Please no condemning comments, I can assure you I probably have a greater love of animals than most of you who will complain, and done more for conservation aswell. Ultimately I do wish that they could live without being hunted, but sadly this isn't the case for many species, and they are given a very respectful home here. 

I am also moving into making tribal jewelry and crafts from animal products to sell ( decorated tails, necklaces with tooth / claws, small bags etc ). For every item I sell I will be donating a large part of the money back into conservation efforts or to no-kill animal shelters.


----------



## lizardloco (May 7, 2011)

I have a mini statue of a spartan helmet, I got it in Greece when I was visiting family


----------



## grannieannie (May 7, 2011)

I collect.....husbands....I've married two named..... BRIAN !! 

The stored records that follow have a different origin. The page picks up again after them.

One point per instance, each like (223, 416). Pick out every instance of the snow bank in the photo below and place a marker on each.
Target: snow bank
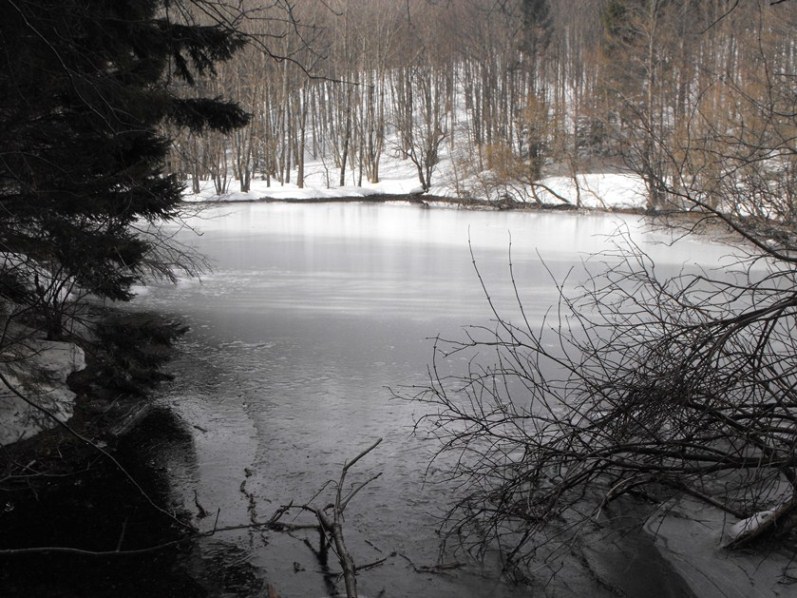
(399, 177)
(37, 369)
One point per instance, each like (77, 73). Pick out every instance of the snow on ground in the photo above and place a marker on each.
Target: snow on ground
(37, 369)
(399, 177)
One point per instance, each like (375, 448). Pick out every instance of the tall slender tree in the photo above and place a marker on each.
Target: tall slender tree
(85, 86)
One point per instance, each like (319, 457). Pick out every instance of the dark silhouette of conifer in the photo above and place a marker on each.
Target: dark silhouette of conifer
(85, 87)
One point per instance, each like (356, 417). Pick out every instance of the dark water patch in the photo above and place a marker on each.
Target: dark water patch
(97, 508)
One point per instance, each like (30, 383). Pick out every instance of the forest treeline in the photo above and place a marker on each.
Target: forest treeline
(684, 93)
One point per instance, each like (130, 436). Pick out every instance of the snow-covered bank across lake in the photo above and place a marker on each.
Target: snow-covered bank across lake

But in the past I've collected teddy bears....they eventually went to charities for Christmas. And 18 years ago when we toured overseas for 3 months I collected over 300 key rings, but they've gone now too.

Basically to me now, collecting things mean "clutter" and more things to dust, and I hate clutter. 

I love all the armour you've collected.....I hope you've got it insured .... it looks very valuable.


----------



## Vixen (May 7, 2011)

300 key rings in 3 months, that's pretty good haha.


----------



## Danger_Mouse (May 7, 2011)

A small hobby that kinda got out of control lol


----------



## krusty (May 7, 2011)

i collect METALLICA records and other metallica stuff


----------



## 87batesy (May 7, 2011)

Thanks Vixen & Danger Mouse your posts is the exact response i was hoping for when i started this theard! not saying i dont enjoy reading other replys


----------



## abnrmal91 (May 7, 2011)

Danger_Mouse said:


> A small hobby that kinda got out of control lol


 
Very nice collection of bundy. You have the benefit of being in qld makes getting some of those easier. We have got most of those but I can't find anywhere that sells watermark in nsw. One of my dads mate has a room full of everything bundy bottle, merchandise, everything. I love the look of the bottle for 10 year old. We have 2 of them. 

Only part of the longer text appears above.